サークルを辞める程度でそんな粘着女が諦めるかね〜?
ただでさえ怪しげな事件で逮捕されて、起訴待ちの間に留置所の中で死んだ(らしい。呪詛依頼者としてあるあるな終わり方だと遠藤氏から後から聞いた)男の息子なのだ。
本家が保証人になってくれたお陰で就職は出来たらしいが、ここで変な女が出て来て彼からDV被害に遭ったとか、結婚の約束をしたのに捨てられたとか喚きながら勤務先に押し掛けて来たりしたら退職勧告を受ける羽目になるんじゃない?
「サークルを辞めて、ついでに父親が死んだし本家とはほぼ絶縁状態で、妹はまだしも自分はほぼ一文無しだよと言っても付きまとう様だったら、警察にでもストーカー被害として相談しておいたら?
何かその際に書類を出してもらって、もしも彼女が家とか勤務先に押し掛けて来た際に周囲に見せられる様にしておく方が無難かも?」
男性からストーカーに遭っているとか結婚の約束をしたのに捨てられたとか、涙ながらに女性が訴えれば周囲は女性に同情すると思う。
だが男が女に付き纏われて困っていると訴えても、同情されるどころか下手をしたらナンパして酷い捨て方をしたんじゃないかとか、ネガティブな見方をされかねない。『火のないところに煙は立たない』って考え方は、事実である場合もあるが……頭がおかしい人間に粘着されたような状況だと、無責任な酷いスタンスだよね。
せめて後ろ暗い事はないから警察にも相談したんだと胸を張って見せられる証拠でもある方が良いんじゃないかな。
西江が足を止めて私の方を見た。
「そうか!
父親が死んで、生前に起こした事件の賠償金を払ったせいでほぼ一文無しだと言えば、あの女なら離れて行くかも?」
「見た目が気に入ったとか、将来性があると思っているとかだったら、弱みを握ってそれで脅せるかもとより粘着する可能性もゼロではないけどね」
男性のDVからストーカーになるタイプなんかは、女性を自分の制御下に押さえ込んでおきたいから、立場が弱い女性を好む事が多いとどこかで読んだ気がする。
DVの場合は気が強い女を家庭内と言う密室状況で叩きのめして心を折るのが好きと言うケースもあるらしいけど。

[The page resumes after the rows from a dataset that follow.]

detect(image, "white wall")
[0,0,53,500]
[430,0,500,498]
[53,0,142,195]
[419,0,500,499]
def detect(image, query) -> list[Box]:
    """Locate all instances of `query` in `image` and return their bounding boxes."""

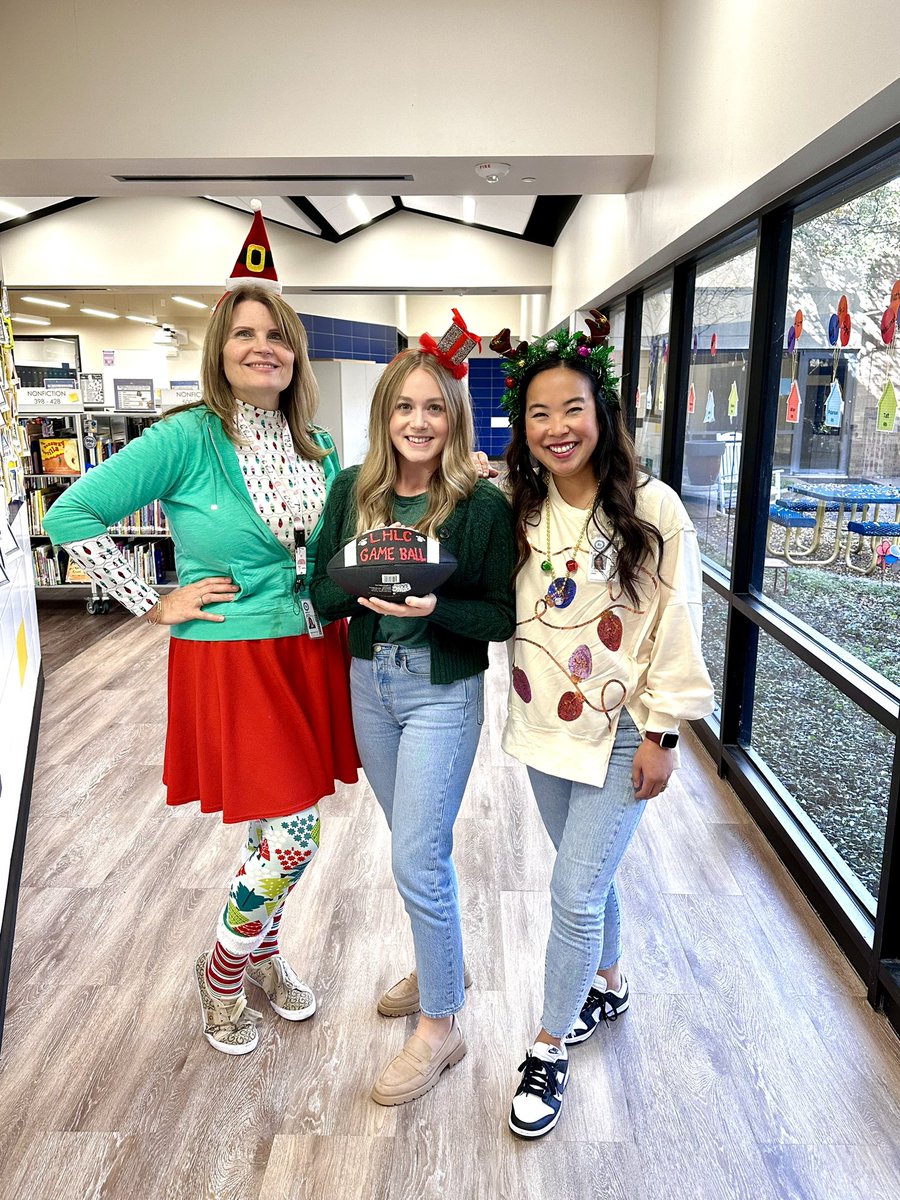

女のストーカーの場合は『付き合っている』と言う妄想が突き抜けちゃっているケースが多いみたいだから、金がない事を重視する程に現実が見えているか否かがポイントかな?
西江が溜息を吐いた。
「こう、粘着女が自分に近づけなくなる様な呪詛って無いのかな?
普通に退魔師の術で人格矯正出来るならそれでも良いけど、取り敢えず俺や俺の持ち物とか家族に近付いたら蕁麻疹が出るとか頭が痛くなる呪詛なんて、どうだろう?」
どうやらかなりその粘着女に対処に疲れ果てているみたいだ。
中々不幸だねぇ、彼も。
家族が崩壊しちゃったと思ったら今度は粘着女だなんて。
でも、呪詛でストーカーを退治するなんて、ちょっと斬新な対処方法だね。
見知らぬ人間にストーキングされているって言うならまだしも、相手が分かっているのに、理性的な話し合いで近付かない様に説得出来ない相手となると……確かにその人物の髪の毛でも入手して、呪詛をかけるのも一つの解決策かも?
「呪詛って呪わば穴二つって言うように、害を及ぼしたら自分にそれが跳ね返って来るから安易に手を出すべきものじゃ無いんだよね。でも、もしもその粘着女がストーカー化するなら、あなたに近付いたら蕁麻疹が出るって言うような呪詛を掛けるのもありかもね。
その程度だったらカルマ的にもそれほど大きくマイナスじゃ無いだろうし。
ただ、返された時のダメージを考えて、呪詛の効果も時間限定タイプにした方が良いでしょうね」
『近付いたら10分蕁麻疹が顔に出る』って程度だったら返されても20分なら何とかなる。
ある意味、返されて彼女が近づく度に顔に蕁麻疹が出るようになったら興醒めだろうし。
と言うか。
彼女が近付いたら蕁麻疹が出る呪いを暫く自分で自分に掛けたら、彼女も如何に自分のアプローチが嫌がられているか目に見えて自覚出来て効果的かも?